CIDS might be leaving Alaska
Rumors that Global Marine Drilling Co.’s bottom-founded Glomar Beaufort Sea I, a concrete island drilling system, has been sold to ExxonMobil and is being moved from its present location near Northstar to offshore Sakhalin have been only partly confirmed by Global.
“We have entered into an agreement to sell the CIDS,” Global spokesman Mike Dawson told PNA April 27. “The buyer doesn’t want its name disclosed.”
He did confirm that the sale is “contingent upon the buyer’s ability to import the rig into another country.”
Dawson said Global expects to close the transaction in June.
The most recent use of the CIDS was by ARCO Alaska Inc., which drilled Warthog 1 in Camden Bay six miles offshore the coastal plain of the Arctic National Wildlife Refuge. On Jan. 7, 1998, ARCO declared Warthog a dry hole.
CIDS has most recently been stacked offshore BP Exploration (Alaska) Inc.’s Northstar project. ARCO’s 1997 exploration plan for Camden Bay described the CIDS as designed “specifically for year-round exploratory drilling in harsh offshore Arctic environments in water depths ranging from 35 to 55 feet.”
BP spokesman Ronnie Chappell told PNA April 26 that CIDS is not an official back-up for Northstar.
Labor leaders appeal to Congress for ANWR development
An April 23 letter to members of Congress from 12 national labor union leaders urges support for oil and gas exploration in the Arctic National Wildlife Refuge.
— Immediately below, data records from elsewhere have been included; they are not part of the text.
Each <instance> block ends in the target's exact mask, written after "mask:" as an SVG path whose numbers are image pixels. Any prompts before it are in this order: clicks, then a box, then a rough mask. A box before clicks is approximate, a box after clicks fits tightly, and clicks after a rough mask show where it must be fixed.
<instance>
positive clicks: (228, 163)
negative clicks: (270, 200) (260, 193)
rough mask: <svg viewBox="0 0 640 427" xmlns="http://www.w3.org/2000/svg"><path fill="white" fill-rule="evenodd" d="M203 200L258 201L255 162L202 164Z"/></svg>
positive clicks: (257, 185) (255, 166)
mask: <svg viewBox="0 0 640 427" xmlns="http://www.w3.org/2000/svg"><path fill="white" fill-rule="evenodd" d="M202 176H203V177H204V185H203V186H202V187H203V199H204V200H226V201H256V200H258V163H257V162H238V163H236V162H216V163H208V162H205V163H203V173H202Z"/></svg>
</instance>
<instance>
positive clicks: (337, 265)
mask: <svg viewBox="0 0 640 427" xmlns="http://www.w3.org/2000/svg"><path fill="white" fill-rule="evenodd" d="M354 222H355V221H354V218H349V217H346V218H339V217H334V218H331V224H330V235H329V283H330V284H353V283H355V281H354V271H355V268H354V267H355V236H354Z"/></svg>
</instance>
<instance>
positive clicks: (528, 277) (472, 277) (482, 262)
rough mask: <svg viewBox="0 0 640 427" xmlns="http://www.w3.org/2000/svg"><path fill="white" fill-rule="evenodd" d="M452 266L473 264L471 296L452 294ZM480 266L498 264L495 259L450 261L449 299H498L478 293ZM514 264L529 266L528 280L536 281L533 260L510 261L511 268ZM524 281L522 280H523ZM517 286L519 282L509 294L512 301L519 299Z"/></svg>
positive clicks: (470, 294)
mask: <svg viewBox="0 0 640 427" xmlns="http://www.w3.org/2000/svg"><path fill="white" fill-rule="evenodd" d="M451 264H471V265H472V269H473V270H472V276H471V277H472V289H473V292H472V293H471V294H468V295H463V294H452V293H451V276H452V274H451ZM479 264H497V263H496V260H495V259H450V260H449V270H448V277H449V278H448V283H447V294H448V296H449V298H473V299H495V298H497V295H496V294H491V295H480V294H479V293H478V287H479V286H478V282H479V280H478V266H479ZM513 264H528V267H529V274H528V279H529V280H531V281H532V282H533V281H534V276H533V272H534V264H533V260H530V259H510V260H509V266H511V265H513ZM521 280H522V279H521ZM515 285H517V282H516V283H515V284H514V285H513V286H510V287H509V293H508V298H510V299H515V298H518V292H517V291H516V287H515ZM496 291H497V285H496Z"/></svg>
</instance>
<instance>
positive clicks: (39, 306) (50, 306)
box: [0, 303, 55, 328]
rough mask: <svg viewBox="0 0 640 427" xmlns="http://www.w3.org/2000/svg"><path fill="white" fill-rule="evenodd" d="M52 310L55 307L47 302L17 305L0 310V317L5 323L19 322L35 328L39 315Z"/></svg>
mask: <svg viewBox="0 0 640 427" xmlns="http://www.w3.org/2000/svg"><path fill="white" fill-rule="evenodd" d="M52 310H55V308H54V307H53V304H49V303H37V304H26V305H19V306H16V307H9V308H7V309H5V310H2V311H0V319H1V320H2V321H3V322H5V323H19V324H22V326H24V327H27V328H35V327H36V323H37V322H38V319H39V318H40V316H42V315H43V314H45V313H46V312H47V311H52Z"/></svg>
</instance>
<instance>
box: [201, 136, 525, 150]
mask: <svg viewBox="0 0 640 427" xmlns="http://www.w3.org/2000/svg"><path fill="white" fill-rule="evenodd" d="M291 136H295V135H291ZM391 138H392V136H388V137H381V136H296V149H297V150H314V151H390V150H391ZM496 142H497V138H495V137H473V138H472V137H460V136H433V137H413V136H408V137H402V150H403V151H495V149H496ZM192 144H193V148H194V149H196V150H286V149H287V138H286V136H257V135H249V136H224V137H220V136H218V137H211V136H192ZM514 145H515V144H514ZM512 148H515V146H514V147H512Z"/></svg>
Teamsters President James P. Hoffa, Maritime Trades Department President Michael Sacco and Building Construction Trades Department President Edward Sullivan were among those signing the letter.
The appeal, made on behalf of 10 million workers, said that U.S. workers would use U.S. products to develop and ship ANWR oil and would use technology to protect the environment.
“Not only is today's technology more environmentally sound, but labor has for decades worked with employers in the oil and gas industry to promote safety, efficiency, and ecologically safe operations,” the letter said.
The ANWR development cause was boosted in the mid-1990s when James P. Hoffa became Teamster general president, according to Jerry Hood, Teamsters Local 959 secretary/treasurer. Hoffa’s support on ANWR led to the March 28 creation of Job Power, an alliance of labor groups in favor of ANWR development, Hood told PNA.
Hood is spearheading Teamster efforts to educate Congress on the advantages of drilling in the refuge.
Union education efforts and a projected 735,000 ANWR jobs have solidified support for drilling at the rank-and-file level, Hood said. The 1.5 million-member Teamsters union forecasts 25,000 ANWR jobs for its members in all 50 states, he said. Hood said the Teamsters union is conducting its own education by educating state delegations on ANWR and its impact on jobs and spending in their state.
Taylor named chairman of AOGCC
Gov. Tony Knowles has named Commissioner Cammy Oechsli Taylor to chair the Alaska Oil and Gas Conservation Commission. Bob King, the governor's press secretary, told PNA April 27 that the appointment took effect April 13.
Taylor, who was appointed to the commission by Knowles in September 1997, holds the public member seat on the three-member commission. She is a former assistant attorney general.
Commission terms are for six years. The governor designates one member of the commission for a four-year term as chair of the commission; members may not serve successive terms as chair of the commission.
The commission has been without a chair since the resignation of Bob Christenson last June.